Apparition du Navire des Morts sur la jetée de Dieppe le 2 novembre(D’après « Histoire de Dieppe » (par L. Vitet) paru en 1844
[Vous devez être inscrit et connecté pour voir cette image] D’après une légende très accréditée en Normandie, un bruit sinistre se fait entendre pendant la nuit de la Toussaint, du 1er au 2 novembre, à la pointe de la jetée de Dieppe. Une tourmente se lève sur la mer, et du milieu des vagues le Navire des Morts paraît, ainsi appelé parce que sont à bord les trépassés de l’année. Se promenant longtemps sur les flots dans le silence et dans les ténèbres de la nuit, il s’y abîme ensuite aux sons d’un chœur chanté par les morts, sur l’air du Dies irae.
Le jour des Morts est pour les marins une grande solennité ; ce jour leur rappelle tous les naufrages de l’année : ils prient avec ferveur pour ceux qui reposent au fond des flots. Toutefois, parmi les victimes, il en est toujours un certain nombre que leurs parents ou leurs amis ont négligées, qui attendent des messes, des prières, et ont un compte à régler avec les vivants ; de là l’histoire qu’on vous raconte à Dieppe.
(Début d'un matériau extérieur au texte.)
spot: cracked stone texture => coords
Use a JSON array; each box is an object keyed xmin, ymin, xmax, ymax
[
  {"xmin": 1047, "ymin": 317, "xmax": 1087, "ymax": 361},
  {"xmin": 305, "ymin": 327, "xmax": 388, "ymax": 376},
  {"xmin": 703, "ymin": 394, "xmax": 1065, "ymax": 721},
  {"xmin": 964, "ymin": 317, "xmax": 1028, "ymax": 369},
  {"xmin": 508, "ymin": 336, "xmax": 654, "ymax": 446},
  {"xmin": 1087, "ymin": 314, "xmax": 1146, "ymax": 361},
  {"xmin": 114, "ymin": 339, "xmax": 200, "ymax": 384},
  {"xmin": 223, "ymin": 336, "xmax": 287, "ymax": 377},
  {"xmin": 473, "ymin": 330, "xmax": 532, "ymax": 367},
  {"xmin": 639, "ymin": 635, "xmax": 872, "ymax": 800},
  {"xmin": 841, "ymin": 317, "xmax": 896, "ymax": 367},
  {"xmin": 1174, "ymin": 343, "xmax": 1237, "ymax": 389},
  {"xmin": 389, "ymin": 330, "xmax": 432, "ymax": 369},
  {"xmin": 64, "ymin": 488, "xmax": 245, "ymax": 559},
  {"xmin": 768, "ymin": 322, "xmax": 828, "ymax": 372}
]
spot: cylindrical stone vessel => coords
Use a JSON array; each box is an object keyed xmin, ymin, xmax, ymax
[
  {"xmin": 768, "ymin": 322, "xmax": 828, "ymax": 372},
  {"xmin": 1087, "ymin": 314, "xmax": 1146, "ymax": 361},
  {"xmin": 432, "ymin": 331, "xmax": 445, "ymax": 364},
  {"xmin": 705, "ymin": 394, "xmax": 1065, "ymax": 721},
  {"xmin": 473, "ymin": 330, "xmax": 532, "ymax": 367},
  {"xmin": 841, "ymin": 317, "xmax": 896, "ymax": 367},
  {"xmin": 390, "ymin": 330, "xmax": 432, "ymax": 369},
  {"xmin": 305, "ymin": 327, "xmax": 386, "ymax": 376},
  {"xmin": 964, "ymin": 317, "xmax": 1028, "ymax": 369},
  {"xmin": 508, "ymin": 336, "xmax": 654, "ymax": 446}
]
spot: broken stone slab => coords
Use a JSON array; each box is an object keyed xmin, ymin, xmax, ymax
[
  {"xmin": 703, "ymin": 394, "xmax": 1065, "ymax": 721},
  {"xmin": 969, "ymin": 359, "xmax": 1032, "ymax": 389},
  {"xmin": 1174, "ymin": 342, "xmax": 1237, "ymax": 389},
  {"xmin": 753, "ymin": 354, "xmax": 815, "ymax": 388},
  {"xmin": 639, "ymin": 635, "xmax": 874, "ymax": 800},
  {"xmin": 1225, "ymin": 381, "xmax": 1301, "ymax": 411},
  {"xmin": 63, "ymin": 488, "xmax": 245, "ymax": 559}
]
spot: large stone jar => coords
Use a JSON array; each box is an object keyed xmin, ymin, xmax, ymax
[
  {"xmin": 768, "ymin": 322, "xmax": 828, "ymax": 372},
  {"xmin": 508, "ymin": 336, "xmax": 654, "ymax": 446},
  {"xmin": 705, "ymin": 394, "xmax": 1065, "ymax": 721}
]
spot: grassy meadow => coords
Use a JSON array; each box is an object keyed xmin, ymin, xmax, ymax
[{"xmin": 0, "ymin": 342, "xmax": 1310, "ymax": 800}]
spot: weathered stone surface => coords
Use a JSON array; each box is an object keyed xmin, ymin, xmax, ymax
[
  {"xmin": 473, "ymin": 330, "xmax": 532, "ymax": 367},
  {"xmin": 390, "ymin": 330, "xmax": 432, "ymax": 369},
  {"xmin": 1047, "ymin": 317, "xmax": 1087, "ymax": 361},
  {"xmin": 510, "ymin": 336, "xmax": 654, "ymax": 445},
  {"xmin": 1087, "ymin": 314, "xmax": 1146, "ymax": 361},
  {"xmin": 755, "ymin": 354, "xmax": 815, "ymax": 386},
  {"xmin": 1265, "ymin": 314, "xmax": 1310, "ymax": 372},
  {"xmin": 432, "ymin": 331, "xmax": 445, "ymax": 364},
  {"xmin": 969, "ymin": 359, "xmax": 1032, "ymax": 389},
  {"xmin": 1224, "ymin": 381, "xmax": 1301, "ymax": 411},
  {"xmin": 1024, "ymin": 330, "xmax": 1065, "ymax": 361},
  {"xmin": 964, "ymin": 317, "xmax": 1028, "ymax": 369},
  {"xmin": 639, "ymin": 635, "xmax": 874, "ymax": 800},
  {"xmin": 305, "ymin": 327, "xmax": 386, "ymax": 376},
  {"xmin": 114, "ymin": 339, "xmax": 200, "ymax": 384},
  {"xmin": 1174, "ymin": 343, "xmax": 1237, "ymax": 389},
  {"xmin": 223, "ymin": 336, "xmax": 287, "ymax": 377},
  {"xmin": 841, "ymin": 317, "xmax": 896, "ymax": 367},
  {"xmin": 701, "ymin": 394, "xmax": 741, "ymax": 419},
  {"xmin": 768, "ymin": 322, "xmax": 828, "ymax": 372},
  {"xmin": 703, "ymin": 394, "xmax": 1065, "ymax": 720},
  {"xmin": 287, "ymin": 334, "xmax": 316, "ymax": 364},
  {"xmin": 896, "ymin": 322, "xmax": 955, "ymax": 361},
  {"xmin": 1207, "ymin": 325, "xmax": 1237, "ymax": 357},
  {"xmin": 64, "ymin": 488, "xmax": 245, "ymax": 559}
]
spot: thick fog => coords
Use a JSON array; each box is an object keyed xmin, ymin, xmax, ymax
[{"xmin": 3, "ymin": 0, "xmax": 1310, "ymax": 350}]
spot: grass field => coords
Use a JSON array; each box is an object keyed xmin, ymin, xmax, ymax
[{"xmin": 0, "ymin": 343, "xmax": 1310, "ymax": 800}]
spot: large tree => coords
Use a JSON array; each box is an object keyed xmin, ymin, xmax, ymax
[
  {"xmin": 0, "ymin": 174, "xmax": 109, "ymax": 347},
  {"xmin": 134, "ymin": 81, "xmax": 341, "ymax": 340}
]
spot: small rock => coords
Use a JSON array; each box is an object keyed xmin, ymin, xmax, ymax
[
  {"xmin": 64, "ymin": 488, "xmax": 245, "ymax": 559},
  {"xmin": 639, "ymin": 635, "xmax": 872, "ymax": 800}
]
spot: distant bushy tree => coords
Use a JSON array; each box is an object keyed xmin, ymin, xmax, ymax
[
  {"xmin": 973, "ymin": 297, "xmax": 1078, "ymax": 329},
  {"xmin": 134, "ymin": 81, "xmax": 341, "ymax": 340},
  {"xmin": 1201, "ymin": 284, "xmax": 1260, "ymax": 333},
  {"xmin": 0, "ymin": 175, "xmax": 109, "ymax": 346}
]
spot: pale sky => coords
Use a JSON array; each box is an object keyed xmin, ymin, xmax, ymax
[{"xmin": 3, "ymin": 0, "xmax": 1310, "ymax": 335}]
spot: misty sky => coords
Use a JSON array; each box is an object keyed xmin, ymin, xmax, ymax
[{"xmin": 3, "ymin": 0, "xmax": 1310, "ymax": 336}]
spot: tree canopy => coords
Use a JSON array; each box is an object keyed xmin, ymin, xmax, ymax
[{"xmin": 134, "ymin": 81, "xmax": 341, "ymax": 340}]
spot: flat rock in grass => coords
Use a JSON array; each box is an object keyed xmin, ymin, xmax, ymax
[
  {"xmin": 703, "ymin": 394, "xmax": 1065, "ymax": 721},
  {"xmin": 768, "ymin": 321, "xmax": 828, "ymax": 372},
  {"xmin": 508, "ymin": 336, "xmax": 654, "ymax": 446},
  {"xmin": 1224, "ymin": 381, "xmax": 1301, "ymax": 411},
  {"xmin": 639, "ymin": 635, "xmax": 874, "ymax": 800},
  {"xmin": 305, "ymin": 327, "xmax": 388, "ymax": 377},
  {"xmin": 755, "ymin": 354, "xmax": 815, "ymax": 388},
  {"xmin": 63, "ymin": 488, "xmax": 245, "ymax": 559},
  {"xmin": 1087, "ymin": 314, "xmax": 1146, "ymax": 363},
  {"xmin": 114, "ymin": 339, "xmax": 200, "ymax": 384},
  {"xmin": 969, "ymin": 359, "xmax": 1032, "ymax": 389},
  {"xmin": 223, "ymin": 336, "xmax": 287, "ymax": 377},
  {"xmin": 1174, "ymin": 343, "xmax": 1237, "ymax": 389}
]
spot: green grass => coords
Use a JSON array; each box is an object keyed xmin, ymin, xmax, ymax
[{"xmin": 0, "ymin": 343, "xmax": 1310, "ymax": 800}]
Presque chaque année, le jour des Morts, on voit apparaître au bout de la jetée un des navires qui ont péri depuis un an ; on le reconnaît : ce sont ses voiles, ses cordages, sa mâture ; c’est bien lui. Le gardien du phare lui jette la drome, l’équipage du vaisseau la saisit, et l’attache à l’avant-pont, suivant l’usage ; alors le gardien de crier aux gens du port : « Accourez , accourez ! Veuves, voici vos maris ; orphelins, voici vos pères ! » Et les femmes accourent, suivies de leurs enfants ; tous s’attellent à la drome et halent le bateau. Bientôt il est dans le bassin, près du quai ; chacun reconnaît ceux qui sont à bord. « Bonjour, mon homme ; bonjour, mon père ; bonjour, Pierre, Nicolas, Grégoire ; » l’équipage ne répond pas. « Allons, amenez vos voiles » ; les voiles restent tendues. « Venez donc, que nous vous embrassions. » A ces mots on entend sonner la messe, et aussitôt les voiles, le bateau, l’équipage, tout disparaît ; les femmes et les enfants des naufragés s’en vont à l’église en pleurant. « Payez vos dettes », murmure autour d’eux la foule des spectateurs.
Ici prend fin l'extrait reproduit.